Егор отвернулся от нас и пошел прочь. Я дрожащими руками достала из сумки новую салфетку, приподняла лицо Лаврика за подбородок и принялась вытирать кровь, но он удержал мою руку.
— Верни его! — Я замотала головой. — Ника, да хватит уже бояться, догони его, скажи ему, что ты все еще любишь его, ну должен же он понять, почему мы так сделали!..
— Он и понял, Лаврик, разве ты этого не слышал? — Я говорила медленно и тихо, стараясь, чтобы не было слышно моих стучащих от мерзкого малодушного страха зубов. — И он прав. Мы не просто предали его. Мы сбежали от него, как два последних труса. Мы не позволили ему самому принять решение, на которое он имел полное право.
Мгновение мы с Лавриком смотрели друг на друга, а потом он покорно закрыл глаза и позволил мне стереть остатки крови с лица, чуть поморщившись, когда я коснулась носа.

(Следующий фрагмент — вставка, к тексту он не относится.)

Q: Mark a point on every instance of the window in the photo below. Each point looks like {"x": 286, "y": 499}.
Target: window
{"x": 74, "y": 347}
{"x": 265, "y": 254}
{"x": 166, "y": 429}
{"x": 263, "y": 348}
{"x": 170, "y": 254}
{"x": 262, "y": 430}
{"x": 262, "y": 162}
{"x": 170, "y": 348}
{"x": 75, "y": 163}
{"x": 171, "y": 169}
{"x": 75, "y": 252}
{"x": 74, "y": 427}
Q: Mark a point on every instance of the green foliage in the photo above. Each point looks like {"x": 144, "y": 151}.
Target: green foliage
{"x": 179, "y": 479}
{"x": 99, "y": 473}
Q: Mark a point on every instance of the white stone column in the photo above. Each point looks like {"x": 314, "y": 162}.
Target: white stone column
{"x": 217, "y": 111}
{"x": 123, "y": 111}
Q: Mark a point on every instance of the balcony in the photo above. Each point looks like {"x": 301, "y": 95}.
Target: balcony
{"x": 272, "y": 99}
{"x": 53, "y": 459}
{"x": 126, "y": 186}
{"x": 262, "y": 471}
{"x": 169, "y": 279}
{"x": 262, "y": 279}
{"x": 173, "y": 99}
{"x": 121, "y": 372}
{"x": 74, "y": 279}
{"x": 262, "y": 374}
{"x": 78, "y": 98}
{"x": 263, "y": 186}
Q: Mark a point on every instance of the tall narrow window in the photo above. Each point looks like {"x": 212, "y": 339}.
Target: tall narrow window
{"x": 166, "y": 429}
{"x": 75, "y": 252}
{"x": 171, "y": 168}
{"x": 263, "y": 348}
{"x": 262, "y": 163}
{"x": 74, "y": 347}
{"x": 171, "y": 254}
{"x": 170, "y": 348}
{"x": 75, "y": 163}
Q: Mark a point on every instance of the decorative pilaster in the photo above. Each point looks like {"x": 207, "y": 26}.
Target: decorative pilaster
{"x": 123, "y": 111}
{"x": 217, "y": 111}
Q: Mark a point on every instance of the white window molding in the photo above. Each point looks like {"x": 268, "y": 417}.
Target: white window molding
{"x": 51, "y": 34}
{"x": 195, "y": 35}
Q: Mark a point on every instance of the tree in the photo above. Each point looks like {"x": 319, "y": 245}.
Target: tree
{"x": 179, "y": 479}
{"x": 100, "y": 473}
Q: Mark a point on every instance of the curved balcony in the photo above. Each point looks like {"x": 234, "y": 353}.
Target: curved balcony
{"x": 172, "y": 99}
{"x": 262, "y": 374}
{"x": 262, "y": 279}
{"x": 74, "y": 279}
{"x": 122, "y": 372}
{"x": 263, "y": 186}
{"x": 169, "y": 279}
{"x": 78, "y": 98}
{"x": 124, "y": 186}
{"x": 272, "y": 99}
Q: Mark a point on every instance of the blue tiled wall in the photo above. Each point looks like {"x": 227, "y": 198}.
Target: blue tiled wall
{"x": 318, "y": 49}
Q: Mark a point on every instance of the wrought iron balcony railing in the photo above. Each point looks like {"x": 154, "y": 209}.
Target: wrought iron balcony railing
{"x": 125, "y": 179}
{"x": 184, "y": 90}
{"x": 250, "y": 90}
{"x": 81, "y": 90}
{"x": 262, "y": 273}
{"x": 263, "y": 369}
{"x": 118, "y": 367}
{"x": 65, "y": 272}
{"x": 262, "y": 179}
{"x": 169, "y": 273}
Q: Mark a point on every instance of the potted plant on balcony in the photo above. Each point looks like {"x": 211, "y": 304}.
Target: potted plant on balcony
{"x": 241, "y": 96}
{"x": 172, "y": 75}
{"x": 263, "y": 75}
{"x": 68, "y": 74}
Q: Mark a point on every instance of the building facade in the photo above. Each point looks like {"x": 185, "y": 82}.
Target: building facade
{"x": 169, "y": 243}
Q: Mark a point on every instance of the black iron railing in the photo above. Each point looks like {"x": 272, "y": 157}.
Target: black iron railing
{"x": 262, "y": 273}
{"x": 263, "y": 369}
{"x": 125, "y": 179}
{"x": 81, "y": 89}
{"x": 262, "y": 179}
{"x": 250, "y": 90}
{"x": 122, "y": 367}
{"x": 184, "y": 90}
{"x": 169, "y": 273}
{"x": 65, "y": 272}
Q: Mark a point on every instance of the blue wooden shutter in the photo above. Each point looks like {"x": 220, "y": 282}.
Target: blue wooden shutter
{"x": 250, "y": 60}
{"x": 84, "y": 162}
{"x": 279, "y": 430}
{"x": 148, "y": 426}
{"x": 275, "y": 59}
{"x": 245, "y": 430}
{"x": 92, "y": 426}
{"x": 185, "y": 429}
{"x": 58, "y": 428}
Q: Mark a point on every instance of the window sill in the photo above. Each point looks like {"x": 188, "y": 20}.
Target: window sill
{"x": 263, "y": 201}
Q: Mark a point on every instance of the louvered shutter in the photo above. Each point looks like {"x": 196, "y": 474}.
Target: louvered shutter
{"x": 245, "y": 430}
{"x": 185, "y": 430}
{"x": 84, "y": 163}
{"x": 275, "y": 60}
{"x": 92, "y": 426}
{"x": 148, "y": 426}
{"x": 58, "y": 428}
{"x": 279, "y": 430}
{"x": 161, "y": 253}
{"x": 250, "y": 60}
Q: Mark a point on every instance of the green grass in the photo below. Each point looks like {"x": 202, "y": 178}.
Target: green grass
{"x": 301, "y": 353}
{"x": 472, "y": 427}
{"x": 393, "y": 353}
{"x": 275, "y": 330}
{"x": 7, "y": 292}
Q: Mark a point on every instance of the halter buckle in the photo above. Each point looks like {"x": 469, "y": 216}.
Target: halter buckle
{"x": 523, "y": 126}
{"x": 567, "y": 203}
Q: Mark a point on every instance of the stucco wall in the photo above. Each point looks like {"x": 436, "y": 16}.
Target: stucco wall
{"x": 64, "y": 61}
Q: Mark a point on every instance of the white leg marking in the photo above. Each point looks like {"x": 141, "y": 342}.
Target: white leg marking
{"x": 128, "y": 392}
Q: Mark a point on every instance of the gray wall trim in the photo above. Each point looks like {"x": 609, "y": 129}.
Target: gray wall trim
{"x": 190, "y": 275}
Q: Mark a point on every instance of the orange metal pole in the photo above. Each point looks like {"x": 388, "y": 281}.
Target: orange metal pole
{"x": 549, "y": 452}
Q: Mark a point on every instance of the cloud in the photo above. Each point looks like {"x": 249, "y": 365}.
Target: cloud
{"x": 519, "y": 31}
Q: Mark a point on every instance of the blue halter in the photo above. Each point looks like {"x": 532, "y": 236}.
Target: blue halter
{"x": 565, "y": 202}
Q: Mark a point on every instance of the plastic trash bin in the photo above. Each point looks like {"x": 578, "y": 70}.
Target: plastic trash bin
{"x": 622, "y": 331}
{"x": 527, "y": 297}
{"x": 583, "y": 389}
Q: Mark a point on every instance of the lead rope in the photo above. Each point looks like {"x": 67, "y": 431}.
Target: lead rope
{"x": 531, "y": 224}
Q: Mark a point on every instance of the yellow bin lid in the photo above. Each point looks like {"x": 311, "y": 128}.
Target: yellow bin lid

Слава богу, был не сломан, но нужно было как можно скорее приложить лед. К счастью, Эмилия подглядывала за происходящим и уже через минуту выбежала с вытаращенными глазами и с пакетом льда.
— Я знаю, — сказал Лаврик, уже приложив к лицу лед и шагая за мной к моему дому. — Я знаю, что мы сразу решили, что он не простит и возненавидит нас, я знаю, что мы должны были сказать обо всем раньше, хотя бы когда ты уже родила, но, Ник… Речь шла не только о нас троих, разве он этого не понимает?.. Мы приняли это решение вдвоем, потому что речь шла о ребенке, которого и сделалимы вдвоем… — Он дернул головой, мгновенно распаляясь, как всегда, когда речь заходила об отце. — Да я бы не смог спокойно жить, зная, что ты одна воспитываешь моего ребенка, пока я расслабляюсь в баре и пью кофе на деловых встречах с ублюдками вроде моего отца! Черт, Ник, я не мог играть в лотерею и гадать, примет ли тебя Егор с моим ребенком или нет, и если да, то когда! И даже теперь, — тон его стал почти угрожающим, — если вы вдруг сойдетесь, и я узнаю, что он обижает моего сына…
— Я никому не позволю обидеть своего ребенка, — сказала я и сама удивилась, как жестко прозвучал мой голос.